It could therefore be argued that Paul, who took a negative approach of sexual purity (commands not do be immoral, 5:3-7), now adopts a positive argument, “reflect the love of Christ” in sexual ethics (your own partner).  The “function” of the metaphor is to get the husbands to see themselves as in some ways an “ecclesial bride,” if Christ and the church are “one flesh,” and covenant loyalty is obvious and required, then the husband ought to have the same level of commitment to their wives.

So Paul does use the marriage metaphor, but he spins in the direction of a ethical teaching on the relationship of a husband and wife in their marriage relationship.

Authorship of Ephesians

John Polhill comments that Ephesians is unique among the Pauline Letters (P&HL, 354).  The letter has the most to say about the “universal church” and lacks the sort of specific problems which form the occasion for each of the previous letter of Paul.
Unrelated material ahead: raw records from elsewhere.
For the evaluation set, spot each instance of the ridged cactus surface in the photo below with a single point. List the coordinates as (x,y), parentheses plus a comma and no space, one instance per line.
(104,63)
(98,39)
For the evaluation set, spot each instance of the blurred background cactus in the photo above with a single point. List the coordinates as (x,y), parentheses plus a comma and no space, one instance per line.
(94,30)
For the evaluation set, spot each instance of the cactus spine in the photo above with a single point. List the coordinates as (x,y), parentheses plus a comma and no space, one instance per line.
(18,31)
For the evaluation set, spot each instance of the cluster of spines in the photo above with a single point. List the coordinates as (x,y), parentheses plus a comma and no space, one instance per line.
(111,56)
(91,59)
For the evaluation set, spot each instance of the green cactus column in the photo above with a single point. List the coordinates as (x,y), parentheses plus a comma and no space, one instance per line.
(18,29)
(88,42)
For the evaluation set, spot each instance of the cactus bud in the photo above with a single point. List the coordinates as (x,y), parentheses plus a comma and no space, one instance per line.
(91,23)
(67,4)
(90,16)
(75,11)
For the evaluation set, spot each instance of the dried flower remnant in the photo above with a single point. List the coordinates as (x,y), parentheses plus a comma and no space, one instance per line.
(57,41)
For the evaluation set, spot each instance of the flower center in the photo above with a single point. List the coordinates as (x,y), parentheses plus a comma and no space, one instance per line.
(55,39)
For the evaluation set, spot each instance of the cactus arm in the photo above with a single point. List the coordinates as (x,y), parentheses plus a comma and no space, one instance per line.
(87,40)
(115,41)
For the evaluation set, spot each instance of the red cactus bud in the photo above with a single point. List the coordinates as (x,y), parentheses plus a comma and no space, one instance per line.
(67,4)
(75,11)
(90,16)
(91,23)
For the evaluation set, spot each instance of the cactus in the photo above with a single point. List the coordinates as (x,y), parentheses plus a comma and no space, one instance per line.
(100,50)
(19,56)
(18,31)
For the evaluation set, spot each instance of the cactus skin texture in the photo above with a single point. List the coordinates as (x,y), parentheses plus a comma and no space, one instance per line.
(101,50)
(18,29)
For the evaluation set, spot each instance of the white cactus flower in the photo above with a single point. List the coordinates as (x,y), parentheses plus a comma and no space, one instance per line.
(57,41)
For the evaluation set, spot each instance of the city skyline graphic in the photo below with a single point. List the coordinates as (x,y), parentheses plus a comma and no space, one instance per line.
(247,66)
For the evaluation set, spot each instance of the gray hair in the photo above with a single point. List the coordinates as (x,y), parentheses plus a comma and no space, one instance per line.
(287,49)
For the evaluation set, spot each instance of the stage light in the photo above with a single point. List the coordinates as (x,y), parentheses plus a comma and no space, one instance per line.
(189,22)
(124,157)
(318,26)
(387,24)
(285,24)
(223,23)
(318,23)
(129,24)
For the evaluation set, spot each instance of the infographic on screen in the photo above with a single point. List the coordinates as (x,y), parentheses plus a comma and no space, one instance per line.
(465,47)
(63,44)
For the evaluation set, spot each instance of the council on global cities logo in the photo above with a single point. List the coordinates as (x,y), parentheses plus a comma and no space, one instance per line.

The traditional view is that Paul is the author as is claimed in 1:1 of the letter.  While Pauline authorship was questioned by Erasmus as early as 1519, it was not until F. C. Bauer that Paul as author was seriously questioned.  Since the mid-nineteenth century, Pauline authorship of the letter is routinely dismissed.  An increasingly common view is that the book was written in Paul’s name by someone who was familiar with Paul’s thought (Luke? Onesimus?)  It is possible that Paul was the writer of an original letter but that letter was edited by another writer who may or may not have been acting under Paul’s orders.

Several arguments can be made against Pauline authorship of Ephesians:

Vocabulary and style of the letter. There are more than 80 words that are not found elsewhere in the Pauline literature, almost half of which are not found anywhere else in the New Testament.   Five of these words are not found in the New Testament or the LXX, but are common in the Apostolic literature.  This fact is used to argue that Ephesians was written late in the first century.
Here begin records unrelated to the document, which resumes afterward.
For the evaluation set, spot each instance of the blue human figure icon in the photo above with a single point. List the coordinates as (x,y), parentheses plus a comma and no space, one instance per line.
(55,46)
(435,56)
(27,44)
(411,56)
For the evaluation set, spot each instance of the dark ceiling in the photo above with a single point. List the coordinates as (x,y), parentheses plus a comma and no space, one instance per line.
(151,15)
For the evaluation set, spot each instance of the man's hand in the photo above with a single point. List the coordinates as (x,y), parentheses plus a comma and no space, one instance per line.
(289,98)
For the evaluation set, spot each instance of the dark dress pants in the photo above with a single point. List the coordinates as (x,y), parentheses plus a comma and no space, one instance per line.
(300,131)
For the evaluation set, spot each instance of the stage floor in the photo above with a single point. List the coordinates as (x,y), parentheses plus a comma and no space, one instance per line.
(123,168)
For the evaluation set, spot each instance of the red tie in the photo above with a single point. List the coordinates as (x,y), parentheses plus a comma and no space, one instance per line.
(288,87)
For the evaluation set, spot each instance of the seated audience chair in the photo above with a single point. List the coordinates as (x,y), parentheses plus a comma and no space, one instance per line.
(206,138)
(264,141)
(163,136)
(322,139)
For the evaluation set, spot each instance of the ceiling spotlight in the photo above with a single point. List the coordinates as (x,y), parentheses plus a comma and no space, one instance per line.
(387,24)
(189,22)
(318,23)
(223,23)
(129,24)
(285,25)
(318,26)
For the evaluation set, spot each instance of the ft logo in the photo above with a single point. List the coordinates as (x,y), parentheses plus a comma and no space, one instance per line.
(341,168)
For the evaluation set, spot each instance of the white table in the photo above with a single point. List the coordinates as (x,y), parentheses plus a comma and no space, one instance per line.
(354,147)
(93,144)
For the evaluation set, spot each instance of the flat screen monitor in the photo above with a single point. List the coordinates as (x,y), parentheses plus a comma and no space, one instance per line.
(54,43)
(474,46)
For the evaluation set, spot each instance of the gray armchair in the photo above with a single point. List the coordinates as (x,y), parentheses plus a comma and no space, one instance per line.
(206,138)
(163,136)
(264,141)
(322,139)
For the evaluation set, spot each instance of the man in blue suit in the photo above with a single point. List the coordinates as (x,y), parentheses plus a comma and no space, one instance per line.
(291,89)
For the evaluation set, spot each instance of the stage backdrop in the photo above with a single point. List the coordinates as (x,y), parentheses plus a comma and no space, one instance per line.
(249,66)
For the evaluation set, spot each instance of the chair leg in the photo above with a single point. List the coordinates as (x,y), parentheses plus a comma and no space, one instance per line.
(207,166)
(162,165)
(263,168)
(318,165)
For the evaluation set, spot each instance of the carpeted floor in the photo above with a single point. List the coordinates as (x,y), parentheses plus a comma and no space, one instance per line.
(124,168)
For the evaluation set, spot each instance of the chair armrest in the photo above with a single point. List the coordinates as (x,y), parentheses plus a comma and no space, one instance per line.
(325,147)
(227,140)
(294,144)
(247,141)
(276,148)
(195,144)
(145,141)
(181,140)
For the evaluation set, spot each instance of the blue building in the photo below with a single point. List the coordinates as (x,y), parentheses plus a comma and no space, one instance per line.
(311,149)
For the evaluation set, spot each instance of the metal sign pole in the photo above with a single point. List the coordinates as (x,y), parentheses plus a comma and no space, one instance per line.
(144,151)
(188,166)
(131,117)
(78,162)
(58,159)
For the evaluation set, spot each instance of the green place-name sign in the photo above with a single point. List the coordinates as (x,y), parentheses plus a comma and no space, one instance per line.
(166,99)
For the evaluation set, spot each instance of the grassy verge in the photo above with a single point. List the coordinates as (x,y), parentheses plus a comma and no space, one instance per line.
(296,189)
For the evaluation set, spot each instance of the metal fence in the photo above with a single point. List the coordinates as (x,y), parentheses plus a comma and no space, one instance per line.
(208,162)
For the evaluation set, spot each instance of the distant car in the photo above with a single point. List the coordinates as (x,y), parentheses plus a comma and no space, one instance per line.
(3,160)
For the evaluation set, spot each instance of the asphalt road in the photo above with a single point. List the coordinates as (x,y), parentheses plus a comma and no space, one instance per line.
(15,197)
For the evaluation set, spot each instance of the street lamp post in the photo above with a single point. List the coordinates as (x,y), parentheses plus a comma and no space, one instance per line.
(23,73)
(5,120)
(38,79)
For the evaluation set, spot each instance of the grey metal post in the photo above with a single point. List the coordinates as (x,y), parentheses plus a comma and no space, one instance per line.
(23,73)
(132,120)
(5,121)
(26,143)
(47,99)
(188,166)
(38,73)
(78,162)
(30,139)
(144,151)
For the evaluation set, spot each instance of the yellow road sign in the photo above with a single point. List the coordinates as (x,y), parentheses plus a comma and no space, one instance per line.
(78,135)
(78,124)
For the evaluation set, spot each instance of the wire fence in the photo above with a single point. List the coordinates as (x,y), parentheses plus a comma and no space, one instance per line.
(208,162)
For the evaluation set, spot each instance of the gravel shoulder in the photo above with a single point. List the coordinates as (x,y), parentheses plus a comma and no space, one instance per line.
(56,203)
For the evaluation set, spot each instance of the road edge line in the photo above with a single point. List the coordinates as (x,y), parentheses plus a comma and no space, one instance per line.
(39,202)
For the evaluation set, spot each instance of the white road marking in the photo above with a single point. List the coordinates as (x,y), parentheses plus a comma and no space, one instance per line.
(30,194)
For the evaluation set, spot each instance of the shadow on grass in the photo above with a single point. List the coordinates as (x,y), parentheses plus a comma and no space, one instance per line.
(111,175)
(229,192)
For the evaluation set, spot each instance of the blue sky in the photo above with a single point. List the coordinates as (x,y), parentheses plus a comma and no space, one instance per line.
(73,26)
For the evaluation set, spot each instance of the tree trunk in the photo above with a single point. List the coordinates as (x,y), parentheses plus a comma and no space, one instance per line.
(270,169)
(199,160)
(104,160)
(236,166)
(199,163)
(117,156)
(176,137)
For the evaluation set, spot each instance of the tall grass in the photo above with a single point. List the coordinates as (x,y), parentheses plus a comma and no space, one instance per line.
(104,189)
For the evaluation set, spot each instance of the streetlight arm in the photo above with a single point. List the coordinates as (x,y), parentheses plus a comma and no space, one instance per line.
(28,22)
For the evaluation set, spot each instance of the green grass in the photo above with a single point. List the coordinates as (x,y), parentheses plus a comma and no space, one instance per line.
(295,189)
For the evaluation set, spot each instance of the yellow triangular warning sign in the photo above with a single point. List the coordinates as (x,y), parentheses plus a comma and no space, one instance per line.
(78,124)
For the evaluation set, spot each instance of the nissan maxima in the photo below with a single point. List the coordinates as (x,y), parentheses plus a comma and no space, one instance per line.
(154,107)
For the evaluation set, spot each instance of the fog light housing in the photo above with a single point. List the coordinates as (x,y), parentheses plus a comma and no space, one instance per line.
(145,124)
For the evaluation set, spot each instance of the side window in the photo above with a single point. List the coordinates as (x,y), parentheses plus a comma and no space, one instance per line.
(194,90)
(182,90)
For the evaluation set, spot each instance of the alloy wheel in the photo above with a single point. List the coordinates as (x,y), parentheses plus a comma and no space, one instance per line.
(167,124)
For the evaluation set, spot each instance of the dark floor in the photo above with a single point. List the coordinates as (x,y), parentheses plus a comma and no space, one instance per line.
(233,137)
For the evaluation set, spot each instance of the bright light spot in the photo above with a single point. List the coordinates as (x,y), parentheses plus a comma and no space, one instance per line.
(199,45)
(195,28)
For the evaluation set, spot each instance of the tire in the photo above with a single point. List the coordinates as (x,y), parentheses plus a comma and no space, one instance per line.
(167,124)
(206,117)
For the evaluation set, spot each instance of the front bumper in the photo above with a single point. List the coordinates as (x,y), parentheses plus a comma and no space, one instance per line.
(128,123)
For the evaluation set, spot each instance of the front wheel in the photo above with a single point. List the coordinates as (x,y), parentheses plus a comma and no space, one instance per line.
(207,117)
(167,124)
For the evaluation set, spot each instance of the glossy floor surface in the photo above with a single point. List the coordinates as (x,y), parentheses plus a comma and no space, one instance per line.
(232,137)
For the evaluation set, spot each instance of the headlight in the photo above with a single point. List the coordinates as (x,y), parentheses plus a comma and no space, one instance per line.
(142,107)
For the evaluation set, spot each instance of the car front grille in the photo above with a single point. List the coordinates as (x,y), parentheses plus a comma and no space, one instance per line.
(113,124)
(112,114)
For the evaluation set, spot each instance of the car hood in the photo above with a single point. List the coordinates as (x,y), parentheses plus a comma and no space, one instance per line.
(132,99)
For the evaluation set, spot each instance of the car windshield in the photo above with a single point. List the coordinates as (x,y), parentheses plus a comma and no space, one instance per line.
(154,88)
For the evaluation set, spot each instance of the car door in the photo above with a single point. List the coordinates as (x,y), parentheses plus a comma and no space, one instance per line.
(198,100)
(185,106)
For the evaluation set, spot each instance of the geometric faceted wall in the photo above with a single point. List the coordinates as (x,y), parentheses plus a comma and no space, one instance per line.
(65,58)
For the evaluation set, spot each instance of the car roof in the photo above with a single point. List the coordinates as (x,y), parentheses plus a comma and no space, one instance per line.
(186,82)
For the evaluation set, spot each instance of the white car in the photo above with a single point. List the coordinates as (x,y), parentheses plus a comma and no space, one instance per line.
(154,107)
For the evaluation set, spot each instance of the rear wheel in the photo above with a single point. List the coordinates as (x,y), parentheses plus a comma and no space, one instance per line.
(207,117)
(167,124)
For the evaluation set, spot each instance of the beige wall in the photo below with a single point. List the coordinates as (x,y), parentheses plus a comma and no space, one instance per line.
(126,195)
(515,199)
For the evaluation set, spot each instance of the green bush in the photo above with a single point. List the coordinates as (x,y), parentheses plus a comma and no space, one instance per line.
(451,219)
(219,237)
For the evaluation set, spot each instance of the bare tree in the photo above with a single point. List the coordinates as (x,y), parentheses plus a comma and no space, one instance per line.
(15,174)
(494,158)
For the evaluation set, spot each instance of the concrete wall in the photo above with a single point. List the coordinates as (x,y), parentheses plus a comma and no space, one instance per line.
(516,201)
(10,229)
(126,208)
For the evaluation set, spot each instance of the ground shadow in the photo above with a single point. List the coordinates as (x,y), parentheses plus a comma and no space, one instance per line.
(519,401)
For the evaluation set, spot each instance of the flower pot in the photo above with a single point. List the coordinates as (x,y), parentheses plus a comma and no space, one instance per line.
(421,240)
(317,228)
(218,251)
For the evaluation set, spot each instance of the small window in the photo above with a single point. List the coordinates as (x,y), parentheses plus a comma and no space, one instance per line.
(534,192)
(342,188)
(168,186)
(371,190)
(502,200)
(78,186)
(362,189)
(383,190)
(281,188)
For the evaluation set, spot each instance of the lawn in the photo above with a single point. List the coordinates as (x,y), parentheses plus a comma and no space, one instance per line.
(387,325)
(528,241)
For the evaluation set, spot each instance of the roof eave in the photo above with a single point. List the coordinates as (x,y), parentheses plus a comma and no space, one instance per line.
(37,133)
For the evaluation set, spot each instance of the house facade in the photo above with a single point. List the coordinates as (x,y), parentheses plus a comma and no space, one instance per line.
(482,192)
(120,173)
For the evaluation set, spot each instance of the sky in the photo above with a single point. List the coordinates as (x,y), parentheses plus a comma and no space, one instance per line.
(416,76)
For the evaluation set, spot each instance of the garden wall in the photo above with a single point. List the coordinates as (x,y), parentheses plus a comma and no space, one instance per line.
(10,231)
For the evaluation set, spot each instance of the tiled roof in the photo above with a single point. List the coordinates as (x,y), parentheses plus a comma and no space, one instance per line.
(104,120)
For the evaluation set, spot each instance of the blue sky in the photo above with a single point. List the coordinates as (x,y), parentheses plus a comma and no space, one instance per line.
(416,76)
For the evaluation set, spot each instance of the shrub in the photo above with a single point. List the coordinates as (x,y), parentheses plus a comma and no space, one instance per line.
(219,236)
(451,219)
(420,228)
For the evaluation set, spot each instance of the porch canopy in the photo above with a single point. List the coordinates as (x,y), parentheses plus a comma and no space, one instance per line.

  • The common Pauline term brethren is missing (except 6:23)
  • The writer never calls the Jewish people “Jews” in the epistle, even though the Jews are an important part of his argument.
  • The verb “to justify” is not used, while it is common in Galatians and Romans.
  • The more common vocabulary for time and Satan  are not used.
  • Some vocabulary that is used in Ephesians is used with a different meaning than in other Pauline epistles.
  • Words such as mystery, stewardship, church, inheritance, possession, etc. are used with an unusual meaning if the epistle were written by Paul.
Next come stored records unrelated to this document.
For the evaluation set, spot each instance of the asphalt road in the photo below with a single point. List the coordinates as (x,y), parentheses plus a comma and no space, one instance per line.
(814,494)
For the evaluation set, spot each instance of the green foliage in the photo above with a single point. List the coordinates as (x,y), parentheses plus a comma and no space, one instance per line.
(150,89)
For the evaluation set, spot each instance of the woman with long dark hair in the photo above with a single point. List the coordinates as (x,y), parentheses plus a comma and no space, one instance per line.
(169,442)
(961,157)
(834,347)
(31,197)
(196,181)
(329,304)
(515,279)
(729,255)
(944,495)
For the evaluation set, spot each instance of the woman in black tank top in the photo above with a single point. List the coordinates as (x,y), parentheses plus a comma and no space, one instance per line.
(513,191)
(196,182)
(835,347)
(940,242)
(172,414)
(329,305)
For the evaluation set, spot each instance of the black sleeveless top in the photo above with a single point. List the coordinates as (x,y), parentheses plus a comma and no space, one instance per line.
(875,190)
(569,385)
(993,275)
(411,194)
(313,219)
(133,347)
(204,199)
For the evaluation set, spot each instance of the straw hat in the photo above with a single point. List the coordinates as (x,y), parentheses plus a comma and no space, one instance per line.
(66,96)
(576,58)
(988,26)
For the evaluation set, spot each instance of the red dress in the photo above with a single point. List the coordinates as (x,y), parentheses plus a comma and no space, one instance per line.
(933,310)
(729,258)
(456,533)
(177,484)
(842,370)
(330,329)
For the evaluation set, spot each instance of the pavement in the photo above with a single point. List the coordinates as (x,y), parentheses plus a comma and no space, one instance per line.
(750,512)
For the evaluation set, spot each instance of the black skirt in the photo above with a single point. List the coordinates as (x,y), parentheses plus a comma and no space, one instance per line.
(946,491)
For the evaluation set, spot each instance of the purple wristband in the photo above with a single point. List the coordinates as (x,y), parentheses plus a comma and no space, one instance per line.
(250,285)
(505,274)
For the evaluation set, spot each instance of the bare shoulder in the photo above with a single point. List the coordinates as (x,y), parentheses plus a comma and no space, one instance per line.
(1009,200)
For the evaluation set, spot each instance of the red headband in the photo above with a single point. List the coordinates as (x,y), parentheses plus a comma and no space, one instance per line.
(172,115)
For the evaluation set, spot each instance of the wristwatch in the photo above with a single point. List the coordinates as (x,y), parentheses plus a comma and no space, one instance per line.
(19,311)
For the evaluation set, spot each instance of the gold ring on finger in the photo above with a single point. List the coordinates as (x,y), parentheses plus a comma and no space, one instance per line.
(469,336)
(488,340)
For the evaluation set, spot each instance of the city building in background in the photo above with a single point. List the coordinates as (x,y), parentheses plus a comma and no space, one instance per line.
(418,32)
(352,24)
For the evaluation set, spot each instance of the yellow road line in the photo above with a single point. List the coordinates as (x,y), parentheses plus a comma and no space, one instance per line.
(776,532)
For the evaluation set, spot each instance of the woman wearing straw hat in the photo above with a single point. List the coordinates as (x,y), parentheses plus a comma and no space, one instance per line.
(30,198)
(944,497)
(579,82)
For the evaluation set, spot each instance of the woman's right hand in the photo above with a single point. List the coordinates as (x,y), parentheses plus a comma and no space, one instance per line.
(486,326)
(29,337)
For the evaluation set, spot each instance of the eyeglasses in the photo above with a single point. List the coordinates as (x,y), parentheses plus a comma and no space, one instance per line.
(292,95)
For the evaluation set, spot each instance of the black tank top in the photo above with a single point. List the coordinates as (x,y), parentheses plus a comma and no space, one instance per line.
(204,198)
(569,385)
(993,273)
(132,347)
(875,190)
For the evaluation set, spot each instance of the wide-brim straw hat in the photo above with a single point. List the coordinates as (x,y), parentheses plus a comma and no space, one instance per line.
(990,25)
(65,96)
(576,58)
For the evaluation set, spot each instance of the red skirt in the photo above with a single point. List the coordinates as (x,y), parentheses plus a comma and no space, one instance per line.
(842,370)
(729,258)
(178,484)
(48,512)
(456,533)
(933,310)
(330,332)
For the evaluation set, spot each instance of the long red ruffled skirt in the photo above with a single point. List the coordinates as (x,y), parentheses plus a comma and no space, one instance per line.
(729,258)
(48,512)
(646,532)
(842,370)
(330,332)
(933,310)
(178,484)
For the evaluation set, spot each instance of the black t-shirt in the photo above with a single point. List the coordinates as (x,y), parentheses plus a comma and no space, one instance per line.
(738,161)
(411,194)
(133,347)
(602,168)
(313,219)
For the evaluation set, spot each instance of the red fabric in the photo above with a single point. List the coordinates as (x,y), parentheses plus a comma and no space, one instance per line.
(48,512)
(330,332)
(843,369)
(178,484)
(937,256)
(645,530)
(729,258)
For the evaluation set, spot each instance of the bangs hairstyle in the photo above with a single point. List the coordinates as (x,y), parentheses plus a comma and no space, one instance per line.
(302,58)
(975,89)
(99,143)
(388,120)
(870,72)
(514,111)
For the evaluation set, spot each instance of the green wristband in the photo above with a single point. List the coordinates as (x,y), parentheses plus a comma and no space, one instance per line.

Similarity to Colossians. The apparent dependence on Colossians and other Pauline writings leads some to draw the conclusion that the writer is a later Christian drawing on sources rather than Paul himself.

The relationship of the epistle to the history and literary background of the New Testament. The title, “to the Ephesians” is missing in some key manuscripts. In addition to this, Paul does not seem to know his readers at all (as implied in 1:15; 3:2-3; 4:21).  There is no specific mention of the church or any problems within the church, nor is there any explicit reference to the city of Ephesus in the letter.

  • It is clear only Gentile Christians are addressed even though the church in Ephesus (as we know it from Acts) was a mixed congregation.
  • There are no personal greetings by Paul as is his normal practice in each of his other epistles.
  • There is a final blessing to the readers, but rather than the typical second person blessing  it is in the third person.
  • It is commonly thought that 3:5 speaks of the other Apostles as if they are already dead.
  • The reference to the “dividing wall” in 2:14 is taken as an allusion to the destruction of the Temple in A.D. 70,  placing the writing of the epistle after this time.
  • It was popular at one time to find Gnostic teaching in the book, pushing the date into the second century.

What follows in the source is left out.